Many clinical laboratories using laboratory information systems automatically calculate and report eGFR [17]. The 2012 Kidney Disease: Improving Global Outcomes clinical practice guidelines for CKD recommend using the CKD-EPI to calculate eGFR for adults unless an alternative creatinine-based GFR estimating equation is acceptable [15]. However, various eGFR equations are used in clinical practice. For example, eGFR formulas used by clinical laboratories participating in the 2017 College of American Pathologists general chemistry proficiency testing survey included C-G (3%), isotope dilution mass spectrometry (IDMS) non-traceable MDRD (16%), IDMS traceable MDRD (53%), CKD-EPI (25%), etc. [17]. Of course, calculating eGFR from creatinine concentration in clinical laboratories may differ from the formula for eGFR used in TDM analysis. To date, no internationally agreed single eGFR formula is recommended for TDM analysis.
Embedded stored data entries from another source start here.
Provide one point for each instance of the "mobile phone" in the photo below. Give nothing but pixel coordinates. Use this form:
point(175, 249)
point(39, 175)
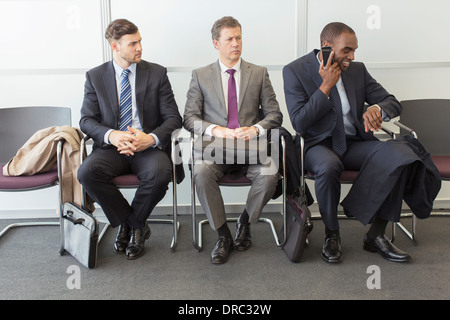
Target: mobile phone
point(326, 51)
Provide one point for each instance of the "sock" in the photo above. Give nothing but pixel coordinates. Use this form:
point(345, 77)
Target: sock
point(224, 231)
point(244, 217)
point(377, 228)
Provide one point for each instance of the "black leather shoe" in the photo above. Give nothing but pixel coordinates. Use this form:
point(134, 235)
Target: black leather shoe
point(331, 250)
point(122, 239)
point(385, 248)
point(136, 245)
point(243, 239)
point(222, 250)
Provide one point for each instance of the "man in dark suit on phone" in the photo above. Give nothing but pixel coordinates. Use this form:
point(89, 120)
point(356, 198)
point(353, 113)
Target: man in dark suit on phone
point(327, 104)
point(130, 112)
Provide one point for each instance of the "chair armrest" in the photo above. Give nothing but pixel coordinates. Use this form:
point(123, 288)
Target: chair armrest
point(84, 143)
point(406, 128)
point(389, 132)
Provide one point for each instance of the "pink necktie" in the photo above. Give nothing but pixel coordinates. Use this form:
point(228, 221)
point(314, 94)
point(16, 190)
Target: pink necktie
point(233, 119)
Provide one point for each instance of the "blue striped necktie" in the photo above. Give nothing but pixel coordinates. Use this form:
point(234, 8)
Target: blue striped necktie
point(338, 134)
point(125, 102)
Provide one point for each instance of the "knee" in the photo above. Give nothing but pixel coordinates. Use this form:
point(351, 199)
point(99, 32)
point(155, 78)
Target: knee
point(203, 174)
point(329, 168)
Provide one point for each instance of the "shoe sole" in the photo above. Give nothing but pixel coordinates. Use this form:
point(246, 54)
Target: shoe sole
point(331, 260)
point(369, 248)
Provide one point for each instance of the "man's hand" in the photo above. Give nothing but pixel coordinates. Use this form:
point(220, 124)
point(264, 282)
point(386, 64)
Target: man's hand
point(243, 133)
point(131, 141)
point(330, 75)
point(142, 140)
point(246, 133)
point(123, 141)
point(222, 132)
point(372, 119)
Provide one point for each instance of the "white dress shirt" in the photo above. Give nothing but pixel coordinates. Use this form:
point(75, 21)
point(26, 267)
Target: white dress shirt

Although the eGFR values calculated by each eGFR formula were different from each other, the clinical effect of the eGFR formula type on the vancomycin AUC₂₄/MIC in the MwPharm++ software was not significant. A Bayesian method estimates parameters specific to the patient using both prior information and measured values for the patient; the effect of differences in the renal function estimates might therefore be diluted [18]. Nevertheless, since more accurate GFR estimation will help with more accurate vancomycin clearance estimation and drug concentration prediction in Bayesian dosing software, efforts to apply a better renal function estimation formula should continue. So far, most of the vancomycin population PK parameters used in a Bayesian method, including those built in the MwPharm++ program, are set based on C-G [5]. Although some researchers have reported studies on PK parameters based on the 2009 CKD-EPI equation [19,20], as other new formulas such as the 2021 CKD-EPI equation have been proposed [21], it is necessary to develop upon the more recent eGFR formula with improved accuracy for TDM analysis programs in the future.

This study had some limitations. First, we used only one TDM analysis program. Since TDM analysis software usually uses PK parameters based on the C-G formula and commonly applies Bayesian analysis techniques, other TDM analysis programs may produce similar results. Second, the blood drug concentration and blood collection time described in the TDM test request were analyzed, but there is the possibility that this information needed to be more accurate. Determining the exact timing of blood sampling for TDM analysis is still challenging in clinical practice. Third, we assumed a MIC of 1 mg/L.

5. Conclusions

The effect of the eGFR formula type on drug dosing recommendations in vancomycin TDM using a Bayesian analysis technique was insignificant. Since a more accurate GFR estimation can increase the accuracy of TDM analysis, a population PK parameter based on the eGFR formula with better accuracy than C-G, such as the CKD-EPI, needs to be applied to the TDM analysis programs in clinical practice.